Je dirai d'abord que le principe de l'établissement de ce rapport, de ce constat des lieux, était inscrit dans l'accord salarial du 10 février 1998, signé avec les organisations syndicales.
J'ajoute que ce rapport, avant même sa parution, avait donné lieu à des commentaires extrêmement orientés, venant des habituels contempteurs de la fonction publique... dont j'ai cru comprendre que vous n'étiez pas,...
M. Guy Lemaire. C'est exact !
M. Jean Chérioux.

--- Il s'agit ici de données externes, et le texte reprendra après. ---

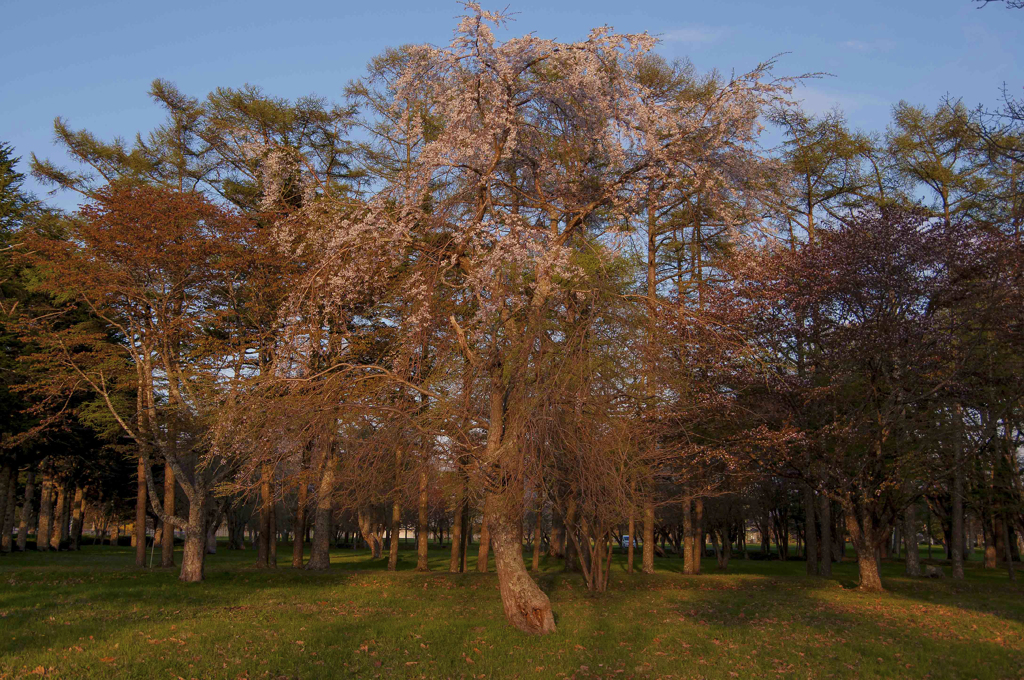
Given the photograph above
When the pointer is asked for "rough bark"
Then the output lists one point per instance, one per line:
(27, 518)
(77, 517)
(824, 549)
(167, 537)
(194, 556)
(45, 511)
(392, 557)
(482, 553)
(6, 543)
(910, 542)
(265, 508)
(629, 548)
(536, 566)
(320, 555)
(810, 532)
(422, 533)
(140, 500)
(455, 563)
(298, 545)
(526, 607)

Cela a l'air de vous étonner !
M. Emile Zuccarelli, ministre de la fonction publique, de la réforme de l'Etat et de la décentralisation. ... et faisant une exploitation éhontée de quelques situations marginales concernant quelques dizaines de personnes sur 4,5 millions de fonctionnaires.
En fait, le rapport Roché, qui a été fait très sérieusement - c'est la première fois qu'un travail aussi important est effectué dans l'histoire de la fonction publique, et je crois qu'il venait opportunément - démontre exactement le contraire : les fonctionnaires, dans leur immense majorité, travaillent normalement et selon des horaires tout à fait comparables à ceux de n'importe quelle autre catégorie professionnelle.

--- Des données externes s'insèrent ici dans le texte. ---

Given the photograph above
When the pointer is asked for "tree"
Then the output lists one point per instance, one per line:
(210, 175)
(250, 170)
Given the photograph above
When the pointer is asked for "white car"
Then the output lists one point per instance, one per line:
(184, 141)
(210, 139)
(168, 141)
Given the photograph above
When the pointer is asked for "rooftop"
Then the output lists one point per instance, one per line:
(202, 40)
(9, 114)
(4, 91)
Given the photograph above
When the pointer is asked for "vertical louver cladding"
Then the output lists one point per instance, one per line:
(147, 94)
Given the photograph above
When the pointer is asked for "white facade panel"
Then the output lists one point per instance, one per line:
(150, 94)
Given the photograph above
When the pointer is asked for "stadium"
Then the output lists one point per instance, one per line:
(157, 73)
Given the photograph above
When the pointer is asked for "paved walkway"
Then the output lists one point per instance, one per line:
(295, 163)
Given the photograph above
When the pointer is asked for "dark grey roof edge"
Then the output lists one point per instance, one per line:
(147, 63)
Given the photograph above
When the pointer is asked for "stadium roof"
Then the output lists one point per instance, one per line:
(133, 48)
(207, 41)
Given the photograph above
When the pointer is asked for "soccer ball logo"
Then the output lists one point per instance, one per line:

Si le rapporteur a pu faire état de fourchettes de 35 à 37 heures ou de 36 à 38 heures, c'est que, par honnêteté, il a fait la correction, à l'échelle de l'année, de jours de vacances spécifiques à telle ou telle catégorie de fonctionnaires. Si l'on faisait le même travail dans le secteur privé, on arriverait à des résultats tout à fait comparables.
Le diagnostic est fait, il est sérieux. C'est pour le Gouvernement un outil de travail. Mais, à ce stade, ce document est le rapport de M. Roché, à qui je rends hommage pour la qualité de son travail.
Qu'allons-nous faire désormais ? A partir de cette base, nous allons poser le diagnostic, en concertation avec les organisations syndicales et les associations d'élus, pour qu'il soit aussi consensuel que possible. Nous entamerons ce travail à partir du mois de mars. Nous essaierons éventuellement d'améliorer et de rectifier le constat sur tel ou tel point et de dégager une méthode.
Ce qu'il me paraît important de souligner - vous l'avez évoqué dans votre question - c'est que si, en effet, la perspective des 35 heures concerne aussi la fonction publique, c'est dans une logique différente : il s'agit de profiter de la formidable occasion que représente cette perspective pour améliorer le service public et pour prendre mieux en compte les besoins des usagers.
Encore une fois - vous l'avez dit et c'est vrai - cela rejoint les préoccupations concernant la réforme de l'Etat. (Applaudissements sur les travées socialistes et sur celles du groupe communiste républicain et citoyen.)